Background
Recently my lab invested in GPU computation infrastructure. More specific: two TitanV installed in a standard server machine. Currently the machine is running a not at all configured Windows Server. Everyone from my lab can login and do whatever they want. From time to time it happens that the machine is completely useless for others, because someone accidentally occupied all available memory.
Since ML is growing here. I am looking for a better way to make use of our infrastucture.
Requierments
- Multi-user. PhDs and students should be able to run their tasks.
- Job queue or scheduling (preferably something like time-sliced scheduling)
- Dynamic allocation of resources. If a single task is running it is ok to utilize the whole memory, but as soon as a secound one is started they should share the resources.
- Easy / Remote job submission: Maybe a webpage?
What I tried so far
I have a small test setup (consumer PC with GTX 1070) for experimenting. My internet research pointed me to SLURM and Kubernetes.
First of all I like the idea of a cluster management system, since it offers the option to extend the infrastructure in future.
SLURM was fairly easy to setup, but I was not able to setup something like a remote submission or a time-slice scheduling.
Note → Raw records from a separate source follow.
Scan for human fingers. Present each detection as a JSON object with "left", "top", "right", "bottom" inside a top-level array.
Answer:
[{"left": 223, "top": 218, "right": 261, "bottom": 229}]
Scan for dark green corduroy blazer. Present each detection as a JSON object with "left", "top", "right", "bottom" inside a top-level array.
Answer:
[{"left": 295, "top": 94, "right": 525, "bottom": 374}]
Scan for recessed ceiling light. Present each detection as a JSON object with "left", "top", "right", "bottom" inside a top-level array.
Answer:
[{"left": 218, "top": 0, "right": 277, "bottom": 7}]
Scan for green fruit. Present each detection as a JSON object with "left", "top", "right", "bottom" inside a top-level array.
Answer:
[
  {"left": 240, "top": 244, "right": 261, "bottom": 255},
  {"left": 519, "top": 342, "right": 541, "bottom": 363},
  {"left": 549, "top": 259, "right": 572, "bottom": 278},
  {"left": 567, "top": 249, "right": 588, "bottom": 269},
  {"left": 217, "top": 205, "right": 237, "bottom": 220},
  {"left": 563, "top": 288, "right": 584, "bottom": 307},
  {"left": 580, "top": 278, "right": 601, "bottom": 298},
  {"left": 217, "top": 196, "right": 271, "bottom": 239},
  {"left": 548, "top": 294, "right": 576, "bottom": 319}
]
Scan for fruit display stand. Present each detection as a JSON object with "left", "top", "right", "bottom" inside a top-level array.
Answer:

In the meanwhile I also tried to work with Kubernetes. To me it offers way more interesting features, above all the containerization. However, all these features makes it more complicated to setup and understand. And again I was not able to build something like a remote submission.
My question
Has someone faced the same problem and can report his/her solution? I have the feeling that Kubernetes is better prepared for the future.
If you need more information, let me know.
Thanks Tim!